Earle Steinberg — Thomas Group- CEO
I would echo that. I think we are heavily focused on growing our way out of this and as I said in my comments earlier, our prospects and pipeline have improved significantly in both quantity and quality but we are always looking at all alternatives. We think it is only responsible to always look at all alternatives although we have no anticipation of moving in a direction that’s different right now.
<Q>: Okay. I would have to assume at the board level, and you’re probably not going to disclose this, but probably at the board level I’m sure that you’ve considered a going private transaction? I mean if you want to comment on that you can, but I’m not sure what your cost of being a public company are and I’m not sure you want to disclose that but I would have to assume that if those costs are significant and things don’t turn around with the amount of cash you have on hand you could probably come close to going private if you wanted to maybe with the injection of some private equity money. That has to be considered an option for you. Am I correct on that?
Earle Steinberg — Thomas Group- CEO
You are very correct in that we don’t want to comment on that!
<Q>: Okay! All right, thank you.
Operator
Thank you. At this time, I am showing no more questions.

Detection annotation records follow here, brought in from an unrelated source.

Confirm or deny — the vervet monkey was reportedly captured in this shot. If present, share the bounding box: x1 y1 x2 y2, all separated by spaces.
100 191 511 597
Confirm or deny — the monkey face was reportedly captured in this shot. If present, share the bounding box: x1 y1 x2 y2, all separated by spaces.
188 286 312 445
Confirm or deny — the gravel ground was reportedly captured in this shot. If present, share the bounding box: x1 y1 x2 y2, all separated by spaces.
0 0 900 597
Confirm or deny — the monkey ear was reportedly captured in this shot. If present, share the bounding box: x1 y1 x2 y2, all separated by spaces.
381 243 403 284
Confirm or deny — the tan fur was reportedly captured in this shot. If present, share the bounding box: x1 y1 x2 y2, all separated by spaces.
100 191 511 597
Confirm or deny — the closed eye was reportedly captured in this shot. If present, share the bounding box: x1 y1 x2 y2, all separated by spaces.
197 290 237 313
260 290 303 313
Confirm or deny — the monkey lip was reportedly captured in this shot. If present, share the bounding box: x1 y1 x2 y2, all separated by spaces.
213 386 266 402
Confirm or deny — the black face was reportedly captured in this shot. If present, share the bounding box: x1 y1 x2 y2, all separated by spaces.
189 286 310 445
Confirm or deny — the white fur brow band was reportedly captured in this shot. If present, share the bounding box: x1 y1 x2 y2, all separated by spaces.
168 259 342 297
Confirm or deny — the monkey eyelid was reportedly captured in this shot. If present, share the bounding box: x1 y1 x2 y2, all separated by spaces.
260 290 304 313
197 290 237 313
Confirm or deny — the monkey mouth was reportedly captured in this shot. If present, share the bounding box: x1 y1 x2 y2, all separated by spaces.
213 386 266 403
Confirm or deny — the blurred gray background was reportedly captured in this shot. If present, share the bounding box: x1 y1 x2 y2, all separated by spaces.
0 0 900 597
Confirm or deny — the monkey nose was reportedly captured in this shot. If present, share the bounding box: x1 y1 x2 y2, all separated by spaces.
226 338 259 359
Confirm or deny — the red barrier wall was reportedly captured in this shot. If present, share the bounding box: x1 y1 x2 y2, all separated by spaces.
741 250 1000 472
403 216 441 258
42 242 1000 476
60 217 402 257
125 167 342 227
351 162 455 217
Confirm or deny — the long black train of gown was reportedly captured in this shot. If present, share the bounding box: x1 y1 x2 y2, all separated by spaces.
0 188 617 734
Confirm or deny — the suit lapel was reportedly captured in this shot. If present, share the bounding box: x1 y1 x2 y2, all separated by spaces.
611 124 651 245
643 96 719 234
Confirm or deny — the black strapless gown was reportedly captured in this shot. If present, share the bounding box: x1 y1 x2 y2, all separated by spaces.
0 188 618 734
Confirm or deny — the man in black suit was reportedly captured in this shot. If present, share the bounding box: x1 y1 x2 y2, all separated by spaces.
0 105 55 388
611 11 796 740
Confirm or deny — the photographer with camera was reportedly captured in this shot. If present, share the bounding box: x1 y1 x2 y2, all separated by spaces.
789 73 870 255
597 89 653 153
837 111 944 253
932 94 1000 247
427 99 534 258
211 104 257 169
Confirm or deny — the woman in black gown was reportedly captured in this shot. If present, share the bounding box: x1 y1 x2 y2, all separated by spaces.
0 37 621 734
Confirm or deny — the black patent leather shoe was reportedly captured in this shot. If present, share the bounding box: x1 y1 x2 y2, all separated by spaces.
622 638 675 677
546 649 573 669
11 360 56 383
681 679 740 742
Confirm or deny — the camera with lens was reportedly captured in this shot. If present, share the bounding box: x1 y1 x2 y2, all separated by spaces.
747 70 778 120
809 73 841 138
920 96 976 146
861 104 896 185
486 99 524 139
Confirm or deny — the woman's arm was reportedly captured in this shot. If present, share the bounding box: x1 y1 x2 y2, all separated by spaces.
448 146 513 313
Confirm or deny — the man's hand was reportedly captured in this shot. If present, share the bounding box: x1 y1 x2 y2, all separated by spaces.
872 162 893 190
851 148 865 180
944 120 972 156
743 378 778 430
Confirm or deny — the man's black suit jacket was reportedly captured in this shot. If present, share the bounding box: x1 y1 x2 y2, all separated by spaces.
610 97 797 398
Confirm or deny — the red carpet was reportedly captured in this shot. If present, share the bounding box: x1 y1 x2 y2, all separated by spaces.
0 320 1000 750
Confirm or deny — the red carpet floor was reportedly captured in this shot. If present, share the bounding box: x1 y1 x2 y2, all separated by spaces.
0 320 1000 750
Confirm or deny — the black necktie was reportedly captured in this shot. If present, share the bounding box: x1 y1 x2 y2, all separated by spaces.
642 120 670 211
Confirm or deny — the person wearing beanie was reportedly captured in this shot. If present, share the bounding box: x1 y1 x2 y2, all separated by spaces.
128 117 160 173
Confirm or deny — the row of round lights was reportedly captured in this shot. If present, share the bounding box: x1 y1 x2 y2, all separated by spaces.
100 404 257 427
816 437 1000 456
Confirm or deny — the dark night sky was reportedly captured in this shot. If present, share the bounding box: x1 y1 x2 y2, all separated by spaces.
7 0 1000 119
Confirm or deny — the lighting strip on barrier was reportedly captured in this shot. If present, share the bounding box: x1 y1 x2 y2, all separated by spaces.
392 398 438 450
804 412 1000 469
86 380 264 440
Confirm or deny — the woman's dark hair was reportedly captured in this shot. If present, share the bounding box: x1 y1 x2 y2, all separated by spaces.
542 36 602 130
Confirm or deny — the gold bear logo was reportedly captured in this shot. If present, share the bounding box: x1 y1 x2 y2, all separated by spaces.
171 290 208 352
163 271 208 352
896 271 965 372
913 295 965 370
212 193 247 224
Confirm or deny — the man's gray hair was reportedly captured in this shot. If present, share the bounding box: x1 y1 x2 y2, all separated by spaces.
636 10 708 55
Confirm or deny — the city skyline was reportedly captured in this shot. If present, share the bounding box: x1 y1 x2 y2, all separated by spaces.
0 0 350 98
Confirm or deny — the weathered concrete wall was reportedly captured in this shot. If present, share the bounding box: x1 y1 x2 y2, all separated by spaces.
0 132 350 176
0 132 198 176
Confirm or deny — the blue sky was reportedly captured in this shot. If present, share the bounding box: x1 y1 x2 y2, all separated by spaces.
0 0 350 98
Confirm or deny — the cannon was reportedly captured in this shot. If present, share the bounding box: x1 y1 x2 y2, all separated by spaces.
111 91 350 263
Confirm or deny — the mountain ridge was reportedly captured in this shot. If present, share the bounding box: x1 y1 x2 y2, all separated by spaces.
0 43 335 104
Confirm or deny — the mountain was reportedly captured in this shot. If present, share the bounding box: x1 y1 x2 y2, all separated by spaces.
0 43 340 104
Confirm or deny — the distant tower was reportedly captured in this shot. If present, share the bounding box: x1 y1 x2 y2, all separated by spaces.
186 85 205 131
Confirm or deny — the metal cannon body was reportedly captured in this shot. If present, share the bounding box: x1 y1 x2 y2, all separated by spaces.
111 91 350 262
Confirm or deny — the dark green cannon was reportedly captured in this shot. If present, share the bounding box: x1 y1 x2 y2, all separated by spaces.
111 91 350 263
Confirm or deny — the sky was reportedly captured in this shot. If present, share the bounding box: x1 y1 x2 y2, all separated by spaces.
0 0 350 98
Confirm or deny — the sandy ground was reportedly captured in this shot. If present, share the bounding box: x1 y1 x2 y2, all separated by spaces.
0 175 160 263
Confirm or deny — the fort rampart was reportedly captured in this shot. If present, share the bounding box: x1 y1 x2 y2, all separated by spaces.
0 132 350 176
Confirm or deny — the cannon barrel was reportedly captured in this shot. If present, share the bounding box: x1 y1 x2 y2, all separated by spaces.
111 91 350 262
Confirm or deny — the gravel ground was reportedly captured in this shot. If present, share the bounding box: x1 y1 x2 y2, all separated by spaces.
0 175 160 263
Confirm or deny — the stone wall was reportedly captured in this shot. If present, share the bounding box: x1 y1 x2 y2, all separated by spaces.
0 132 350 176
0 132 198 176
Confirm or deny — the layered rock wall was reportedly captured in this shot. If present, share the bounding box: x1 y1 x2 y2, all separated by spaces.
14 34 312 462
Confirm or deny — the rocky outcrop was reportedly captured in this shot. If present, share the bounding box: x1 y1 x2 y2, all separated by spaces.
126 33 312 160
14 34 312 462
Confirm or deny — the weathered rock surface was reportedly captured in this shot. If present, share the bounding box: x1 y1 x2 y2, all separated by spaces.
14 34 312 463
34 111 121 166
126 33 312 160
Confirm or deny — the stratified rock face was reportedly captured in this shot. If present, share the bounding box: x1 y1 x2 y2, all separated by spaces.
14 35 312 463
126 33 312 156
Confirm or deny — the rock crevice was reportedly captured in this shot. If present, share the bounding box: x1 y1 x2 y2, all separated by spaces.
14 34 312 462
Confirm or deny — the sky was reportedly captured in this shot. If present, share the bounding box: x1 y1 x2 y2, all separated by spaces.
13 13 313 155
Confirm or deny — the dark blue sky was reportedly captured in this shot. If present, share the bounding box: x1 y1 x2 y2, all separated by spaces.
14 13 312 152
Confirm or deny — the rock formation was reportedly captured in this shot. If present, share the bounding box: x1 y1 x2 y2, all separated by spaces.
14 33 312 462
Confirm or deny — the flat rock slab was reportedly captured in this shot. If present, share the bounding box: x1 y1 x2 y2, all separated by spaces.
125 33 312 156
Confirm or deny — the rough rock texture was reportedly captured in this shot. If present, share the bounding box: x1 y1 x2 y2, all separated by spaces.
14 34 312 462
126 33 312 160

Frank Tilley — Thomas Group — Interim CFO & VP
Okay. Thank you, Stephanie. The management at Thomas Group appreciates your participation in the call today. If you need additional information, please do not hesitate to get in touch with us. If you missed any part of this call or have an associate who was not able to listen to the call, a replay line will be available by 5 pm central time today and will run for 60 days. US callers may call 877-919-4059 and international callers may call 334-323-7226. The conference call replay pass code is 62659614 and the # sign. Thank you again for your interest in Thomas Group and have a great day. Thank you.